ZNAJDŹ W PROGRAMIE

Szczerzy do bólu

03|08|2012

Urodzeni po roku 89. proszeni są o włączenie kamer i skierowanie obiektywów na siebie. Reżyser Paweł Jóźwiak-Rodan chce połączyć wasze historie w jeden film dokumentalny o ludziach, którzy nie zdążyli posmakować produktu czekoladopodobnego. Z reżyserem rozmawia Głos Dwubrzeża.

 

Wiola Myszkowska: Dlaczego pokolenie 89? Dlaczego wybrał Pan właśnie to?
Paweł Jóźwiak-Rodan: To jest pokolenie urodzone w nowej, wolnej Polsce, mające dostęp do wszystkiego. Zmieniła się technologia, pojawił się Internet i to wpłynęło na młodych ludzi. Nazwałem ich „Pokoleniem 89+”, ale równie dobrze mogłem użyć terminu „pokolenie cyfrowe”.

Co ma Pan na myśli?
- Rozwój technologii zawsze wpływa na człowieka. Po pierwsze, w dzisiejszych czasach troszkę zanikł osobisty kontakt międzyludzki. Zamykamy się w domach i korespondujemy między sobą za pomocą komputerów. Drugą rzeczą jest fakt, że o ile zawsze trafiali się jacyś ludzie gnębieni przez innych, o tyle taka sprawa nie wychodziła poza ścisłe grono – klasę, ewentualnie szkołę. Teraz takie historie mogą rozpowszechnić się na cały świat, ze względu na komórki, którymi można nagrywać filmiki i Internet, w którym można je publikować. Oczywiście jest też dobra strona tego pokolenia. Należą do niego ludzie pełni pasji, naładowani pozytywną energią. Zobaczyłem to w materiałach do projektu, które już zostały do mnie nadesłane.
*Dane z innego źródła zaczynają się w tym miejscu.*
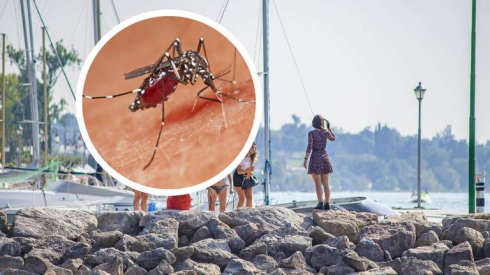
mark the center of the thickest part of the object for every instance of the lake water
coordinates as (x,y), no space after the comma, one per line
(454,202)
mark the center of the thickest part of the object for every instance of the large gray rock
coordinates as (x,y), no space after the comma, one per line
(318,235)
(295,261)
(265,263)
(9,247)
(77,251)
(106,239)
(345,223)
(189,221)
(113,267)
(11,262)
(239,266)
(380,271)
(413,266)
(435,253)
(427,239)
(200,268)
(42,222)
(357,262)
(127,222)
(369,249)
(323,255)
(129,243)
(265,217)
(212,251)
(163,232)
(455,255)
(473,237)
(463,268)
(150,259)
(395,237)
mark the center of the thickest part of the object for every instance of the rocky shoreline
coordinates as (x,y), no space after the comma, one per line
(262,240)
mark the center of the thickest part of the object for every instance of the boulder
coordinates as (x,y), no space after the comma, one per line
(358,263)
(129,243)
(463,268)
(106,239)
(413,266)
(394,237)
(369,249)
(77,251)
(135,270)
(473,237)
(265,263)
(113,267)
(161,269)
(126,222)
(189,221)
(182,253)
(323,255)
(42,222)
(239,266)
(339,223)
(200,268)
(11,262)
(295,261)
(435,253)
(427,239)
(341,242)
(318,235)
(268,218)
(380,271)
(461,252)
(72,264)
(9,247)
(212,251)
(201,234)
(150,259)
(162,232)
(249,232)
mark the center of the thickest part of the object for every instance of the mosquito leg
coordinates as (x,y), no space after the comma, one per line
(112,96)
(159,133)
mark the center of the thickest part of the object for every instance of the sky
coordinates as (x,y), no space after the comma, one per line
(359,59)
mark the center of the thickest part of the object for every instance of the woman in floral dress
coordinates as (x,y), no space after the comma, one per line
(319,167)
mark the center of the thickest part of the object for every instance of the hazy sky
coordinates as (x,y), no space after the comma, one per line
(360,59)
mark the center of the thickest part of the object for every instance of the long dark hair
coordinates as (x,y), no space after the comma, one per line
(318,122)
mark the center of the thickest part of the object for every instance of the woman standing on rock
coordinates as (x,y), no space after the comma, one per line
(319,166)
(244,172)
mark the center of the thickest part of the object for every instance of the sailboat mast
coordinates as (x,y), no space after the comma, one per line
(265,22)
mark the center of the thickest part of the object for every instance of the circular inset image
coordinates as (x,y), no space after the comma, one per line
(168,102)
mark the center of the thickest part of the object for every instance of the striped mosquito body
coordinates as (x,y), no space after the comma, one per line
(170,70)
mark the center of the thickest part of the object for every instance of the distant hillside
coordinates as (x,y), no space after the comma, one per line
(373,160)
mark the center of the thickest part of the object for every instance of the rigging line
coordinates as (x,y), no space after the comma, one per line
(54,49)
(3,9)
(78,22)
(224,10)
(294,59)
(115,11)
(258,37)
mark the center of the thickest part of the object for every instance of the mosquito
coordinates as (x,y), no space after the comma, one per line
(164,76)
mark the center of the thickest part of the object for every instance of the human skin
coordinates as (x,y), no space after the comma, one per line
(200,138)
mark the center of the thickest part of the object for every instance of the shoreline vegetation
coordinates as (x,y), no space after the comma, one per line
(377,160)
(261,240)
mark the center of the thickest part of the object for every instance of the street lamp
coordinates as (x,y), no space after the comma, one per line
(419,93)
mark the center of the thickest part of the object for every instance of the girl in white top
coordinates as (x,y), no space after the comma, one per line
(243,172)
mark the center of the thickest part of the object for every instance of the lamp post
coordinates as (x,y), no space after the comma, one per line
(19,133)
(419,94)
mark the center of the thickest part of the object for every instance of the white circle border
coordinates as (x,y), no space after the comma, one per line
(201,19)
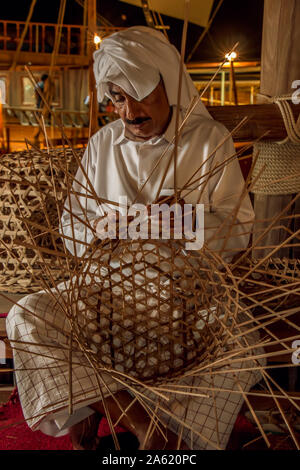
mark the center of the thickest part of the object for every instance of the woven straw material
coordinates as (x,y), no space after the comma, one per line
(148,310)
(26,187)
(276,162)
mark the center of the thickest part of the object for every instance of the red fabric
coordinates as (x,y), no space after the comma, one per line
(16,435)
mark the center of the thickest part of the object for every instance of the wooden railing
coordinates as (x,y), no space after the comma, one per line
(40,37)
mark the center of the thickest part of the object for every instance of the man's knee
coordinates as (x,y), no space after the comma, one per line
(16,314)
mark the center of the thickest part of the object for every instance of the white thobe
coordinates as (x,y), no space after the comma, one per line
(117,166)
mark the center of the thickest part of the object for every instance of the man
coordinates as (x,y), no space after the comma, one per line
(137,69)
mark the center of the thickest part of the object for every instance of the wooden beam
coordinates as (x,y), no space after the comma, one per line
(262,118)
(92,15)
(16,56)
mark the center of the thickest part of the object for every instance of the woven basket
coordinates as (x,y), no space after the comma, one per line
(27,191)
(279,165)
(148,310)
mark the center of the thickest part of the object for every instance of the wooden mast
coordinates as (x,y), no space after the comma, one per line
(92,12)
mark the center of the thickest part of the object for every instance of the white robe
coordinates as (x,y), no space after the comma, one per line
(118,166)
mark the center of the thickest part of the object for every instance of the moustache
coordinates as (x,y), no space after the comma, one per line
(137,120)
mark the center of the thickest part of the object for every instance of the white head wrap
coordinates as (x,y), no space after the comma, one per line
(135,59)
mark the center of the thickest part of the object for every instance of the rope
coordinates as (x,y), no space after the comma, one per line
(279,166)
(292,128)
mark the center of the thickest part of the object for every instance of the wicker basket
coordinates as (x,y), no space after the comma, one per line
(27,192)
(148,310)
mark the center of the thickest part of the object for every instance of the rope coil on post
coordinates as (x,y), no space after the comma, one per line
(279,162)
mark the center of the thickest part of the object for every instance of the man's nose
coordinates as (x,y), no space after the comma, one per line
(132,108)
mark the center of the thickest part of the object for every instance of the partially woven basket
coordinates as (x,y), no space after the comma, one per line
(278,167)
(149,310)
(31,188)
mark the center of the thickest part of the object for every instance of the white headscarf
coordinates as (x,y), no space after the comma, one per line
(135,59)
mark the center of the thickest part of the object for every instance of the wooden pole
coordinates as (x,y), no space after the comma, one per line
(91,48)
(15,61)
(233,82)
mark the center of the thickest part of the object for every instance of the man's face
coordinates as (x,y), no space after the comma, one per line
(146,118)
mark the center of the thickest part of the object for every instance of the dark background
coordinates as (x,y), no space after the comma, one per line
(237,20)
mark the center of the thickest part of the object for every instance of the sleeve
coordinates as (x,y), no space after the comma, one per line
(80,210)
(229,218)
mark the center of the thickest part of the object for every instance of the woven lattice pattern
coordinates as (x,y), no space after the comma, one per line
(149,310)
(30,186)
(278,168)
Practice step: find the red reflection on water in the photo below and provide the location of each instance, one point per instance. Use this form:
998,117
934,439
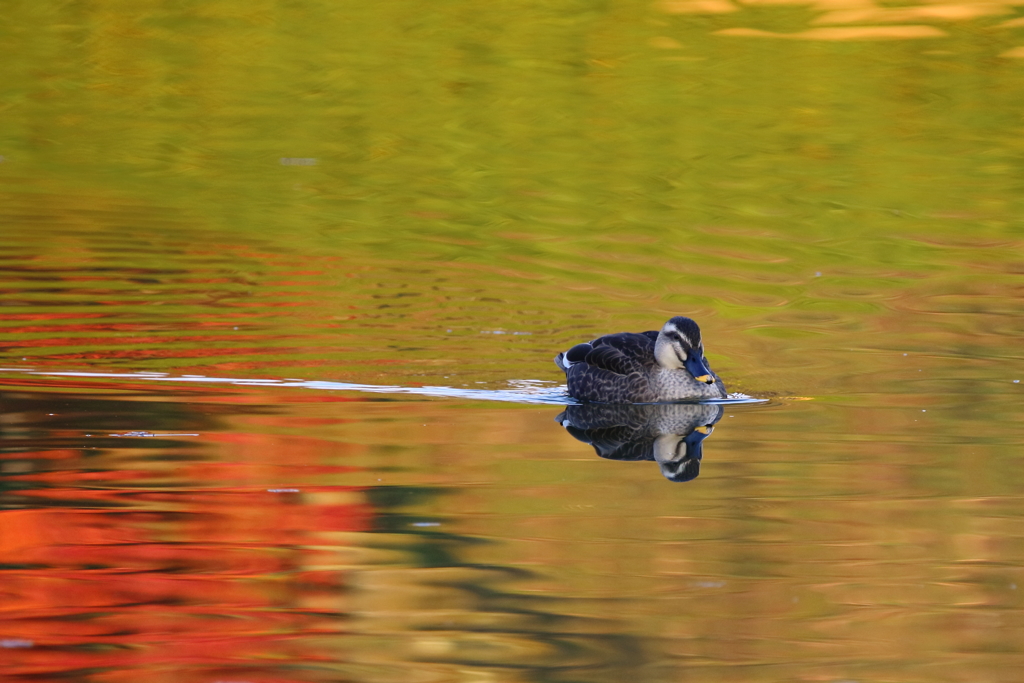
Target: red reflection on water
137,563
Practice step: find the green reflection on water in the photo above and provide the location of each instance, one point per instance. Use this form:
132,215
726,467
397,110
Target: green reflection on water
327,190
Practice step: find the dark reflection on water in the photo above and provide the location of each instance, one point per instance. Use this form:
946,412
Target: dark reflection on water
671,434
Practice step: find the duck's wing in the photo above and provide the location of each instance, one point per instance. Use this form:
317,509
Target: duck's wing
623,353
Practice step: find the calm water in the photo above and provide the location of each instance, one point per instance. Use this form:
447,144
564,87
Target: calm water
281,285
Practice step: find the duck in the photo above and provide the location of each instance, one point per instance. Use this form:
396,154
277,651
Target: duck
648,367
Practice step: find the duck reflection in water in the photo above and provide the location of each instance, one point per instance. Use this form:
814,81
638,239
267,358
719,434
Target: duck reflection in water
671,434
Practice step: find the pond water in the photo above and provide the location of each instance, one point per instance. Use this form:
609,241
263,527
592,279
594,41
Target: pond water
281,285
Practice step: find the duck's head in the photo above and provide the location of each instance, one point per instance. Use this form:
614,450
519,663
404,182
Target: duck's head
679,347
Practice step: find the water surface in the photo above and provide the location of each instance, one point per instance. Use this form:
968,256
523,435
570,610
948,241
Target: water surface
281,287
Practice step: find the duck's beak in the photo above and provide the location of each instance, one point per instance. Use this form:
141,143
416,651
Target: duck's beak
696,367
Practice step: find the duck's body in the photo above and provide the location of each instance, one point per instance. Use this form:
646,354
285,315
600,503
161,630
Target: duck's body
642,368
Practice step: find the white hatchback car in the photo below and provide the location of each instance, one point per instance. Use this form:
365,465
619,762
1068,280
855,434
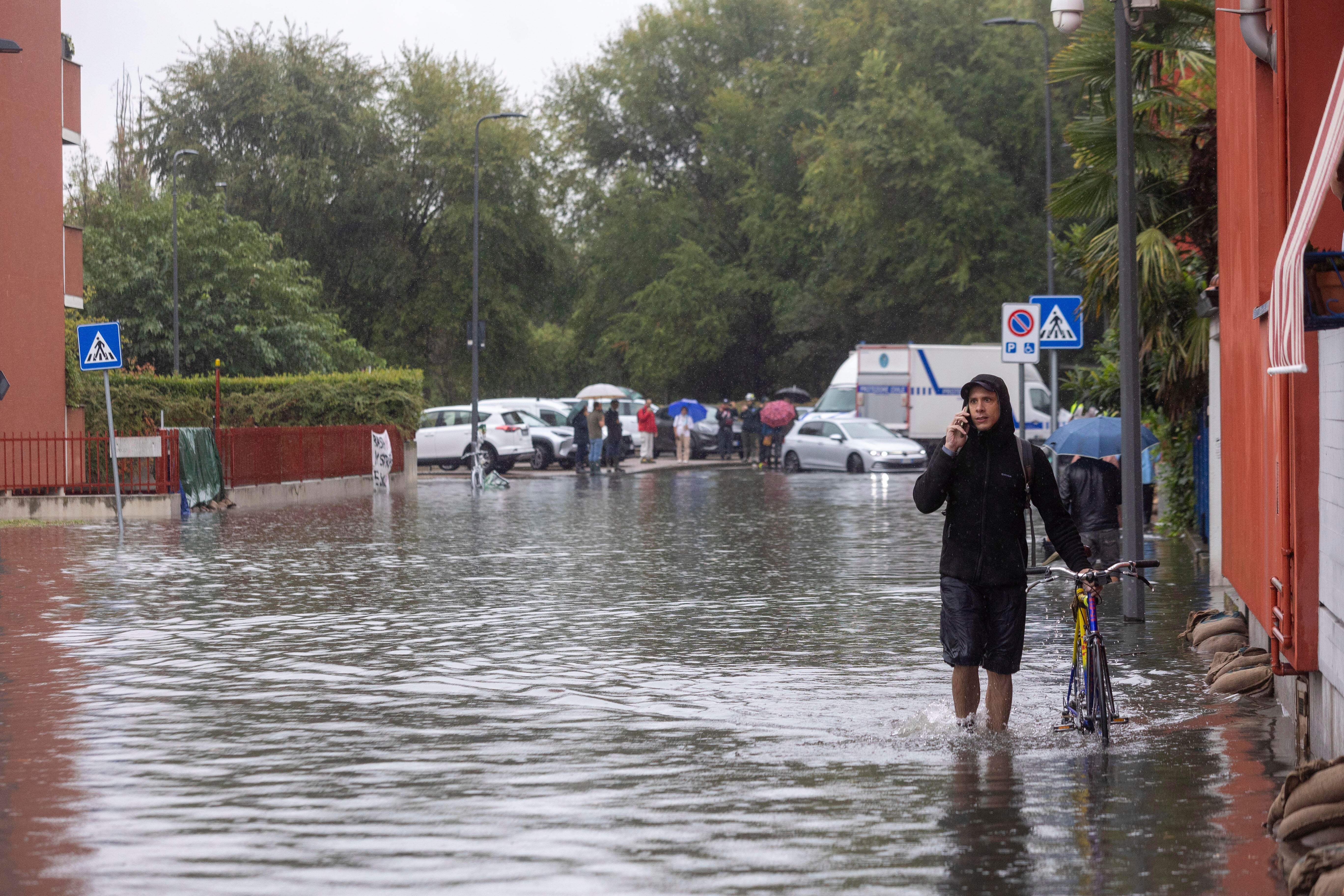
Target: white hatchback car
445,436
858,445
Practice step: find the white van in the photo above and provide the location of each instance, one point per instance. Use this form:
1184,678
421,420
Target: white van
931,389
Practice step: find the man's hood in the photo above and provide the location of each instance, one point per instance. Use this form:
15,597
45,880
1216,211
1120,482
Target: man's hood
1003,428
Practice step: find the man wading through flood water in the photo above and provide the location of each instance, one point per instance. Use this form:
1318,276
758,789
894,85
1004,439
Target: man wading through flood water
980,472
Projekt „Moje Pokolenie 89+” jest swoistą kontynuacją pana filmu fabularnego pt. „Osiem9”, w którym obraz współczesnej młodzieży maluje się raczej w pesymistycznych barwach. Chciał pan w ten sposób go uzupełnić o tę jasną stronę?
- Nie tylko uzupełnić, ale przede wszystkim pokazać, jaka jest prawda. Film „Osiem9” jest przypowieścią, którą specjalnie przekoloryzowałem po to, aby wstrząsnąć widzem. Chcę w niej powiedzieć młodym ludziom: „słuchajcie, nie bądźcie tacy, jak w tym filmie”. Natomiast w dokumencie oddaję im głos i tym razem to oni coś powiedzą mnie. Powiedzą prawdę.

Ale żyjemy też w czasach celebrytów, od których uczymy się posiadania jednej twarzy dla publiczności, a drugiej dla bliskich. Nie boi się Pan, że ludzie pokażą nie siebie, a wymyśloną dla kamery postać?
- Taka postać też jest jakąś prawdą człowieku, bo tę maskę, którą nakłada, bardzo dobrze widać. W materiałach, które już dostałem, tych masek nie ma. Myślę, że cechą charakterystyczną „Pokolenia 89+” jest szczerość i to szczerość do bólu.